Thursday, August 13, 2009

If Only

...there were more hours in a day. Or more days in a year. Or fewer movies in a year. What am I babbling about? As 2009 presses on, the list of movies I've missed while engaging in other work so as to keep the bills under control is steadily growing. Unlike most critics, I'm only allotted space for one full review per week, with a few additional web-based critiques and juicy compilation pieces thrown in. But, on average, there are about seven films released each week, which, if you do the math, means quite a few have slipped through the cracks. I try to see as many additional titles as I can in my leisure, but, while also attempting to maintain a fulfilling life outside of the cinema, I'm usually no match for the frequency in which modern flicks are churned out.


This week, I'll be reviewing "District 9," which looks outstanding. However, since going to the movies recreationally has grown exorbitantly expensive, that also means I'll likely be missing Hayao Miyazaki's "Ponyo," also opening Friday (I will, of course, at the very least, catch it on DVD, but by that time the relevance, naturally, will have diminished somewhat).
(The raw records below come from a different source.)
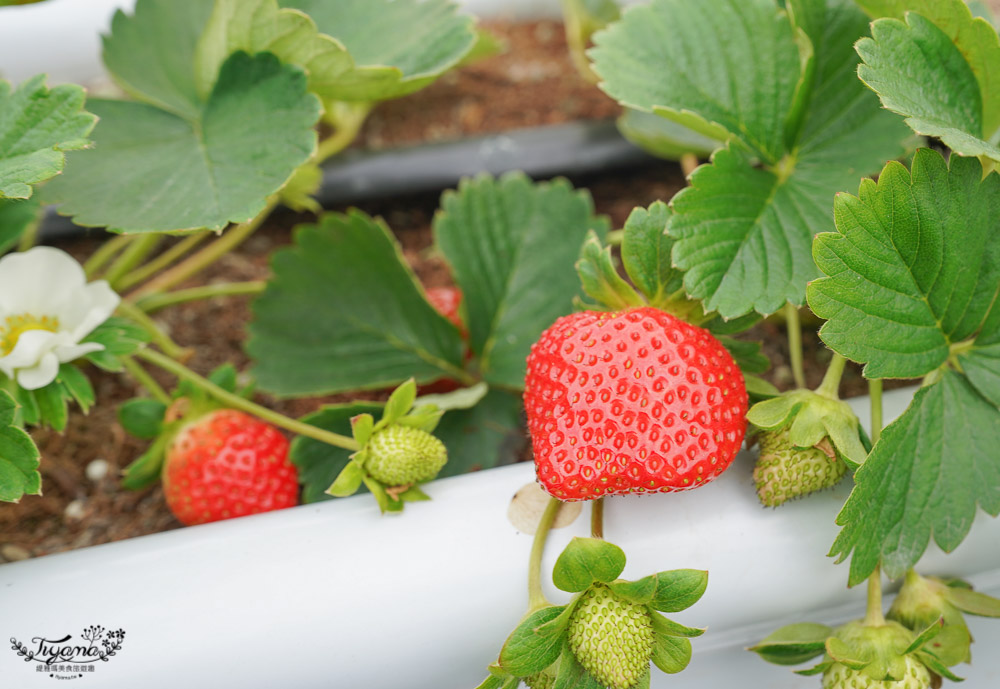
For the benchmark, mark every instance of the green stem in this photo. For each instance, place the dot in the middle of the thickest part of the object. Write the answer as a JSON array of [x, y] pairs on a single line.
[[536, 599], [830, 387], [142, 377], [106, 252], [794, 326], [236, 402], [873, 614], [134, 254], [875, 394], [167, 258], [155, 302], [210, 254], [160, 338], [597, 518]]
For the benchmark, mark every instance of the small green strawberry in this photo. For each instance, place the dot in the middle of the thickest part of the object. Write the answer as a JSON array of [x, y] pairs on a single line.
[[611, 637], [784, 471], [396, 454]]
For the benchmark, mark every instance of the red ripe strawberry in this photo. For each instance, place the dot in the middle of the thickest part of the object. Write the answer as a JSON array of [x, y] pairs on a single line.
[[228, 464], [634, 401]]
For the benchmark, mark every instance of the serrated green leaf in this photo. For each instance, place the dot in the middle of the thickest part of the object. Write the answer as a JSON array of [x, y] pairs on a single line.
[[18, 456], [924, 477], [600, 279], [36, 126], [318, 463], [646, 248], [146, 469], [15, 217], [725, 69], [249, 137], [142, 417], [585, 561], [511, 245], [662, 137], [536, 643], [938, 70], [398, 46], [794, 643], [343, 311], [912, 267]]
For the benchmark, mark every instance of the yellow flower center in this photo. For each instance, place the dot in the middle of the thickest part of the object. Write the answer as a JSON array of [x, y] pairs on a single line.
[[14, 326]]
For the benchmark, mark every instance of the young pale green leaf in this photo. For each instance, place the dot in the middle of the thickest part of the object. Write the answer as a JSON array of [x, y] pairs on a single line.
[[913, 266], [586, 560], [318, 463], [253, 132], [794, 643], [937, 68], [36, 126], [343, 311], [15, 217], [18, 456], [142, 417], [511, 245], [600, 279], [671, 653], [705, 65], [662, 137], [397, 46], [536, 643], [924, 477]]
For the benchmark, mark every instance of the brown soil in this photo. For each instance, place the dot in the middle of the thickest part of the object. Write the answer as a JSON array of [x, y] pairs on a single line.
[[534, 83]]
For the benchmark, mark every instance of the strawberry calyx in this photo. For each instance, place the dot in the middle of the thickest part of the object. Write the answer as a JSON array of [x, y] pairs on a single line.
[[397, 453]]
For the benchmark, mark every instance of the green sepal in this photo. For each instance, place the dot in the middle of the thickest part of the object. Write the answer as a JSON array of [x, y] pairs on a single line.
[[842, 653], [349, 480], [666, 627], [600, 277], [670, 653], [973, 602], [586, 560], [362, 426], [936, 666], [793, 643], [145, 470], [142, 417], [537, 642]]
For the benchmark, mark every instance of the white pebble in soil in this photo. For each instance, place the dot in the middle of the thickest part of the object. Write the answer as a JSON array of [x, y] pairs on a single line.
[[97, 470]]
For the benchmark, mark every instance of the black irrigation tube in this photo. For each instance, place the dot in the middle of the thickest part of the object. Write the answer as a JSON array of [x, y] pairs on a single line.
[[572, 149]]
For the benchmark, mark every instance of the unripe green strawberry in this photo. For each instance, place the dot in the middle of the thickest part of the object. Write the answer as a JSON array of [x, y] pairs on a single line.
[[402, 455], [839, 676], [784, 471], [611, 637]]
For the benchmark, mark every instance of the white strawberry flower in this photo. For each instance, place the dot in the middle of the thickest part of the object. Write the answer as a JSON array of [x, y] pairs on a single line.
[[46, 308]]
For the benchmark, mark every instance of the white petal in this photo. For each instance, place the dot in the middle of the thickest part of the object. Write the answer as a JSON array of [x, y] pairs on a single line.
[[40, 375], [70, 352], [31, 280], [101, 302]]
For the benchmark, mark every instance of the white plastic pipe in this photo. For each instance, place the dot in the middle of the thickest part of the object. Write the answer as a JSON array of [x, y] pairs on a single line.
[[335, 595]]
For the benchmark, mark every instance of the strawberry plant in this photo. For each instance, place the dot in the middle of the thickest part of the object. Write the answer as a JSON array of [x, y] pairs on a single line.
[[626, 349]]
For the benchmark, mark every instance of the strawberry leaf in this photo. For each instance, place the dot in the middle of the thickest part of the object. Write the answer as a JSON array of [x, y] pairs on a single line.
[[511, 245], [536, 643], [913, 268], [585, 561], [794, 643], [924, 478], [219, 167], [343, 311], [18, 456], [397, 46], [36, 126], [938, 69]]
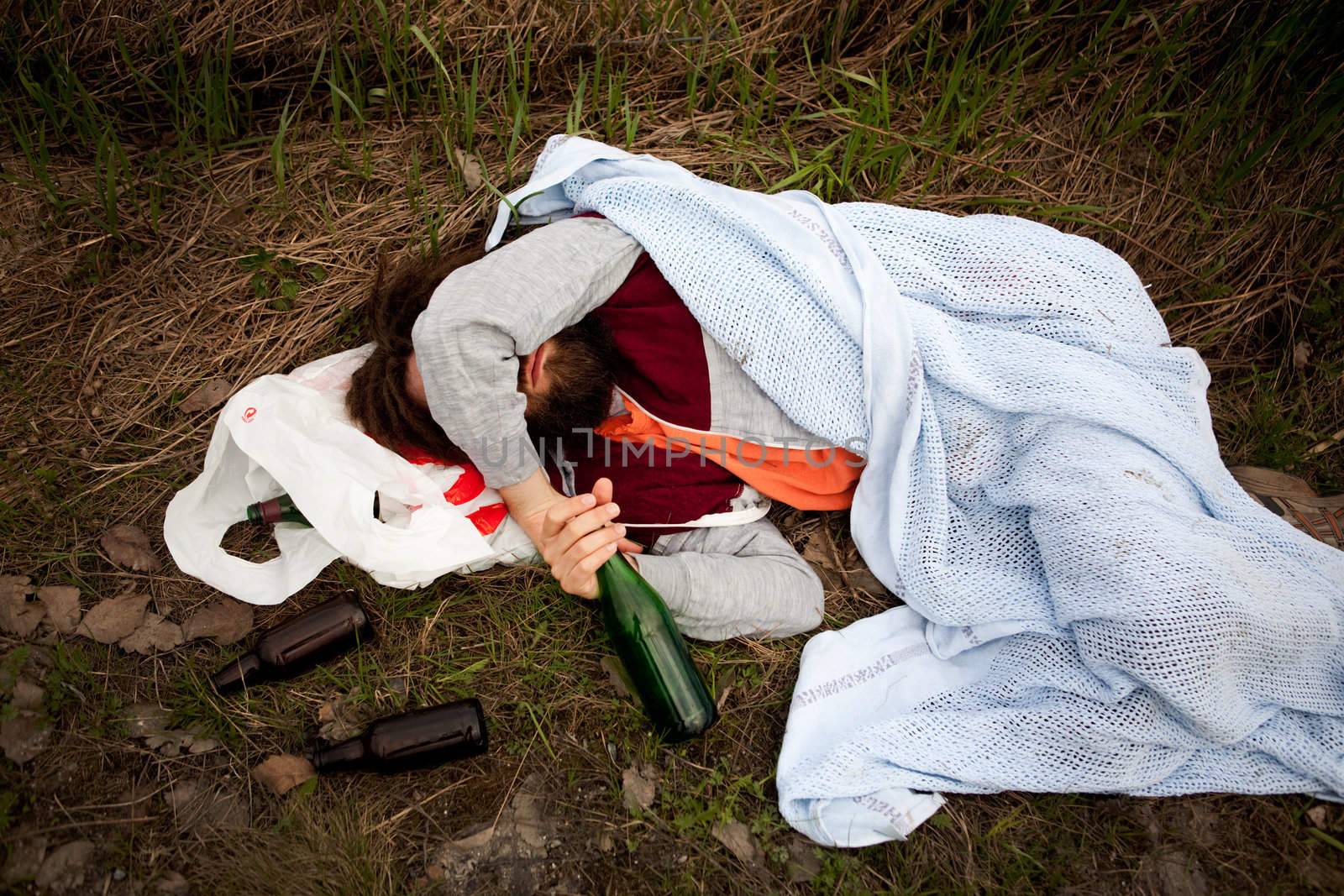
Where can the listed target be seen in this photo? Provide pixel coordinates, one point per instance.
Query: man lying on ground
(571, 338)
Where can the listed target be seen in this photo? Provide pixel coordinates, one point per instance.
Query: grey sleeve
(488, 313)
(734, 580)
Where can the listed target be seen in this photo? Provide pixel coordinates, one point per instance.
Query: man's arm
(488, 313)
(734, 580)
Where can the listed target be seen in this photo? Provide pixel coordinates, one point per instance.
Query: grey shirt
(719, 582)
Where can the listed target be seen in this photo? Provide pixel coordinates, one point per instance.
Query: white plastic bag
(291, 434)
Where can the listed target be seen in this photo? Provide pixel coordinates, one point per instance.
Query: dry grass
(1180, 136)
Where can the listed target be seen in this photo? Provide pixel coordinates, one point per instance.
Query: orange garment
(806, 479)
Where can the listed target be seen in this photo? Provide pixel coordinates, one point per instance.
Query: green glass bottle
(276, 511)
(654, 653)
(282, 511)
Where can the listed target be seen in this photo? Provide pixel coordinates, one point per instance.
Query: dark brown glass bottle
(410, 741)
(299, 644)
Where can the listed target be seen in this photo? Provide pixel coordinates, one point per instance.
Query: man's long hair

I find it personally shameful that I've not yet caught Kathryn Bigelow's "The Hurt Locker," the press screening for which I was unable to attend and the venues for which are currently limited. The fact that I might not view this highly lauded picture on the big screen is not something I take lightly. And, hell, I wouldn't even mind sitting through a showing of "G.I. Joe: The Rise of Cobra." After all, there's always room for a little Stephen Sommers bashing.

But, alas, I simply don't have the time. Film writing, though without question my number one professional passion, is not my official full-time job. Sadly, I do not have the resources or the outlets to view and review every release that comes down the pike. So, I suppose this is a good time to throw out an open plea: Reader, if you are affiliated with an entertainment publication and enjoy what you see here, give me a shout. I'd be happy to share my insights and passions with your readership. In the meantime, since I'm such a big fan of lists anyway, here are the 2009 films that have thus far eluded me, and that I simply can't wait to watch. That is, when I find the time.

-The Class (now on DVD!)
-Duplicity (arriving on DVD soon!)
-Moon
-The Girlfriend Experience
-Rudo y Cursi
-Departures
-Outrage
-Anvil! The Story of Anvil
-Sugar
-Adam
-Paper Heart
-The Cove
-Tetro
-The Beaches of Agnes
-Cold Souls
...and more, of course.

Friday, August 7, 2009

Julia & Jane

With Nora Ephron's "Julie & Julia" still only in its first day of theatrical release, we've already got another 2009 Meryl Streep project to gander at -- "It's Complicated," written and directed by Nancy Meyers. Meryl, it seems, is really making the rounds, cashing in on her newfound clout as a blockbuster heavyweight and collaborating with Hollywood's most prominent female hitmakers. "Complicated" -- which is due in December -- looks conspicuously like Meyers' "Something's Gotta Give," showcasing its leading lady's ageless beauty and still-alive sex drive. Will Meryl's presence alone be enough to refresh what appears to be a familiar formula? Assuming that her work in "Julie & Julia" lands her in the supporting category, might she earn double nominations at the Globes...or even the Oscars?

Tuesday, August 4, 2009

Tron Trailer

Now, here's a film I'd actually like to see in 3-D, preferably IMAX 3-D. I'd imagine my pants are much drier than those of the video game-obsessed fanboys who were present for the Comic-Con premiere of this "Tron: Legacy" trailer, but I'll freely admit that it's some pretty-darn-cool lookin' (and very cool soundin') stuff. I especially like the whole minimalist look -- adds to the drama. (Did you hear that, Michael Bay?)